02 Sep light and love
The dawn is just edging its way past our white curtains, and already I hear them. Thunder roaring down the hall. They tumble into our bed and vie for the best spot. If I’m lucky, they won’t fight for me. One will nuzzle beneath my chin and the other drape across Kris’ broad chest. And together we’ll snooze another 20 minutes.
“Smell my feet, Mom,” she says, and I crack one eye open to see pea-size toes staring me down. And yes, they do smell. I tell her so. She responds with big, heaving belly laughs.
When did this happen? Babies don’t act like this. Kids do. It’s sad that those toes are less kissable than they once were.
Another foot whacks me in the ear. “Smell. Feet, Mama. Smell.” His are not much sweeter. But his breath is. I pull him close and accept a sloppy kiss on the lips.
Kris grumbles. It’s too early. He acts genuinely surprised by their presence every morning. Like this is supposed to be the day they finally sleep past 6:30. Like, remember that time? When we were on vacation and they slept until 9? We had coffee and read the newspaper.
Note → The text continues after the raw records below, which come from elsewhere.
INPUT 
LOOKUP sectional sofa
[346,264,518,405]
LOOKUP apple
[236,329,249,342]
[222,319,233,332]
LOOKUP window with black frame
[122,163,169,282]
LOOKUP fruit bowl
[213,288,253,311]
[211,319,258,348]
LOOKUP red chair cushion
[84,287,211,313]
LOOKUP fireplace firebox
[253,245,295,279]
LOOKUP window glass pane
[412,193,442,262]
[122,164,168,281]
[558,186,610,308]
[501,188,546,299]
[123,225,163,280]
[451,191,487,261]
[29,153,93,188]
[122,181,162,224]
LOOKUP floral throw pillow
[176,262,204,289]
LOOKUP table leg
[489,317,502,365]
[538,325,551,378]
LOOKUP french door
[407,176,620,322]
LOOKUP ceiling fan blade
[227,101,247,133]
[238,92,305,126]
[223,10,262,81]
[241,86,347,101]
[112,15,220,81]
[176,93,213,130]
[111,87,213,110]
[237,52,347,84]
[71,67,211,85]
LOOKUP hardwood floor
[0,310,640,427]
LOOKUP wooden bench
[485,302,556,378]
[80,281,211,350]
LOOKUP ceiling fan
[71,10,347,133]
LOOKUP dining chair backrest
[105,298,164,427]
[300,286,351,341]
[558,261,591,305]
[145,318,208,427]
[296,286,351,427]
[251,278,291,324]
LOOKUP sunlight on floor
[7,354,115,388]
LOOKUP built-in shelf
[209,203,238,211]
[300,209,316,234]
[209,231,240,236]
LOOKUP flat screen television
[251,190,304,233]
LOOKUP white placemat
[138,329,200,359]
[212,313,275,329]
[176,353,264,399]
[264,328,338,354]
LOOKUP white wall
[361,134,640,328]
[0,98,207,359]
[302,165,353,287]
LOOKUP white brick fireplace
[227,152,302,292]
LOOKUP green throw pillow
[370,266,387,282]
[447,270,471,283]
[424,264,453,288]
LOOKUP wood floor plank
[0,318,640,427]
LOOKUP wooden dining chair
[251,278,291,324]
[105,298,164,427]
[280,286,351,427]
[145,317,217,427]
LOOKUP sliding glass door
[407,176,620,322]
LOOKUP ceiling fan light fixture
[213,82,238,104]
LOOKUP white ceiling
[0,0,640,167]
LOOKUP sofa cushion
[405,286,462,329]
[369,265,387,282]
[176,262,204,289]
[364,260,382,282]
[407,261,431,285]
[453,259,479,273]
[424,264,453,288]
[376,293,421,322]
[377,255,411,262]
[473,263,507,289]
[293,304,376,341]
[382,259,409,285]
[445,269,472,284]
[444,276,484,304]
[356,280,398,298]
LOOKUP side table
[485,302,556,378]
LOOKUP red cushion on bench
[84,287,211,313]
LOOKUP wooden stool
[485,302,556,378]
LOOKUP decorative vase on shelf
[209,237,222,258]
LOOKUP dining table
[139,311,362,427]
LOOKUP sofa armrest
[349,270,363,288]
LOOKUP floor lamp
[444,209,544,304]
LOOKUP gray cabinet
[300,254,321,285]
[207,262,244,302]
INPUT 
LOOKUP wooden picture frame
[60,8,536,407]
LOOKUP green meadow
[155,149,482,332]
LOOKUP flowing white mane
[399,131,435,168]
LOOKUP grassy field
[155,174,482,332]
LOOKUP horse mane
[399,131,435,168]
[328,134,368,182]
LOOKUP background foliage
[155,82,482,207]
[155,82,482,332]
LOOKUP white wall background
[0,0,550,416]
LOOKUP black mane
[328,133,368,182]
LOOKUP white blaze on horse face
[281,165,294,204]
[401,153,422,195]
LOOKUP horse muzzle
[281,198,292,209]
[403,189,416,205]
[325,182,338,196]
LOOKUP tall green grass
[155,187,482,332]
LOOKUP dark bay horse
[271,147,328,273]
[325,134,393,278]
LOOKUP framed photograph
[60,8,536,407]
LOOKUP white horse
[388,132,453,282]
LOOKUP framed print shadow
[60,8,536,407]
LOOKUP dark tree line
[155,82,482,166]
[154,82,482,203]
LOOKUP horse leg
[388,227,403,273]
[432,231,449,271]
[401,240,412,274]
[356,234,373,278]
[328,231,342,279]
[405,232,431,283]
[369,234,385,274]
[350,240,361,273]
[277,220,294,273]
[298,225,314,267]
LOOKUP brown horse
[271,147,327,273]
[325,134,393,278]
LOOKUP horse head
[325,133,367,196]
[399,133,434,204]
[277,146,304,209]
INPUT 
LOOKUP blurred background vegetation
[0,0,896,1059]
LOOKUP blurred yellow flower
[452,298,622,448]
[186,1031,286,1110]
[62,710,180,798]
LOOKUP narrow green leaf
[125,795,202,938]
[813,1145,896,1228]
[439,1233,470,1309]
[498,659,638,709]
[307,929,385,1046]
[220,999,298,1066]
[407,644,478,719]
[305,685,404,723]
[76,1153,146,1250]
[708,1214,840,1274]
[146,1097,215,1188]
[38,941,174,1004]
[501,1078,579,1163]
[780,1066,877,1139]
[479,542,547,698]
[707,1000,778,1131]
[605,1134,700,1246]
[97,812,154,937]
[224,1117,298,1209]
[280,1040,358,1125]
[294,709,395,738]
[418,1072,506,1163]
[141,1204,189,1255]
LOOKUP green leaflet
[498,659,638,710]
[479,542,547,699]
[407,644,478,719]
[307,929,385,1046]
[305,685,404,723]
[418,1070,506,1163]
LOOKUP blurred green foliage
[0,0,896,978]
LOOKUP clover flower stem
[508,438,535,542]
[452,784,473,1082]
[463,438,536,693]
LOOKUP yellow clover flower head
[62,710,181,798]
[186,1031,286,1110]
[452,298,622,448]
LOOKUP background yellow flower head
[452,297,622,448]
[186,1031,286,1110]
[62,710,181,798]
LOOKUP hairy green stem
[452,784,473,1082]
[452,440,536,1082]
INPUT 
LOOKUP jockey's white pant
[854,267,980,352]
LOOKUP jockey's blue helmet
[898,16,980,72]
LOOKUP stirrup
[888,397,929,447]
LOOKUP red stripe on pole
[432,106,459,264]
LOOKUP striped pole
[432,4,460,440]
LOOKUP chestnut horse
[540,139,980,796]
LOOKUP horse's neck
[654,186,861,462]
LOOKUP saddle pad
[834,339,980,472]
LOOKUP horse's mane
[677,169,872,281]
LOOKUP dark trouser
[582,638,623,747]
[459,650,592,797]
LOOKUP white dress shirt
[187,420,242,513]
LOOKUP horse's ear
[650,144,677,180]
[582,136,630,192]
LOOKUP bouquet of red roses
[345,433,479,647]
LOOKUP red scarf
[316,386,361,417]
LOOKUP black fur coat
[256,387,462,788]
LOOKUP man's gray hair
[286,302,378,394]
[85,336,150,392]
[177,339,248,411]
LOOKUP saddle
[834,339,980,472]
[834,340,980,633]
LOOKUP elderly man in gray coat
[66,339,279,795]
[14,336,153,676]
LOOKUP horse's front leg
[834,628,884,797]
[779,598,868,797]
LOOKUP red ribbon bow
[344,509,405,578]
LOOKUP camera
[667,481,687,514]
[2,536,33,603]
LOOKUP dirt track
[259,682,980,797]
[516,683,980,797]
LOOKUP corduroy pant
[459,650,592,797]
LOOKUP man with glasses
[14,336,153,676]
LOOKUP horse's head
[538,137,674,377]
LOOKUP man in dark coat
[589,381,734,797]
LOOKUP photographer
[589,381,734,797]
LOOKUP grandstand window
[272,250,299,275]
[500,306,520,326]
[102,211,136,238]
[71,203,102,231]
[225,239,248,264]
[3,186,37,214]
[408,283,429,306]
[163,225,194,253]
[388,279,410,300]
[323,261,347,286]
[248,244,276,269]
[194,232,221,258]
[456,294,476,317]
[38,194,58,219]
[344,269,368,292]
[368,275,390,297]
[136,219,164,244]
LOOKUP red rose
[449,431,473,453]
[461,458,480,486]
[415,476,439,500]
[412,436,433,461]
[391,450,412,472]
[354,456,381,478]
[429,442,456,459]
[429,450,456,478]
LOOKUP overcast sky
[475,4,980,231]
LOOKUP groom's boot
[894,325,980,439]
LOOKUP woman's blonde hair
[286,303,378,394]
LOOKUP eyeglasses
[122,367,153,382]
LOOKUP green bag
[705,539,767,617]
If he was more awake, if I was more awake, I could remind him that they slept late because we were in a different time zone. I could remind him that someday he’ll miss this.
He knows. Things are changing. We all can sense it.
B says in one breath, “I don’t ever want to get bigger,” and in another she pines for the privileges big kids have. She knows she is funny. She’s discovered the art of the joke and the allure of mischief.
Last week at lunch, she tried “dammit” on for size. “Dammit, Mom, I said I want milk!” And immediately she repented. She knew it was not the right thing to say, but a boy at school said it, and she wanted to say it, to see what I’d do.
It made me sad to hear that word from my baby’s lips, and I told her so. There are words that just make people feel bad….and truth be told, “damn” isn’t always one of them. But it was the realization that this is where we are. She is in the world, hearing things she’s not used to hearing, exposed to things she’s not familiar with.
Later that same day I heard her in the playroom. “Dammit, where’s my pony?” And this time I laughed, because, well, she had “dammit” down pat. She used it in context, and that makes the writer in me proud.
We talked about it. No anger. Just conversation about words and how words can make people feel, including the person who speaks them. It was a surprisingly intellectual conversation for an almost-4-year-old. And she hasn’t said “dammit” since.
|rock family, pine cone family and seed family. see all the baby rocks?|
There’s a mental spiral I start to go down when I think the kids are growing up too fast. I begin to imagine them two years from now, then five, then ten, and I fear I will wake up tomorrow and they’ll be out and gone. I feel it when a stranger approaches me in a store and comments on how cute they are and delivers that cliché that so many seasoned mothers do, “enjoy them! It all goes by so fast!” Though I can see the sincerity in her eyes. Hers are teenagers now. Still, I despise those words.
My advice is to be present today and write it all down. As much as you can. Write. And tell the stories to the people in your life who keep your stories safe.
I’m learning to dig my heels in and remember that this is just today. Things are changing, but it’s not linear and it’s not exponentially fast and today is still one day. I can’t slow them down, these
babies kids of mine, but I can slow down and savor it. Stinky toes and all.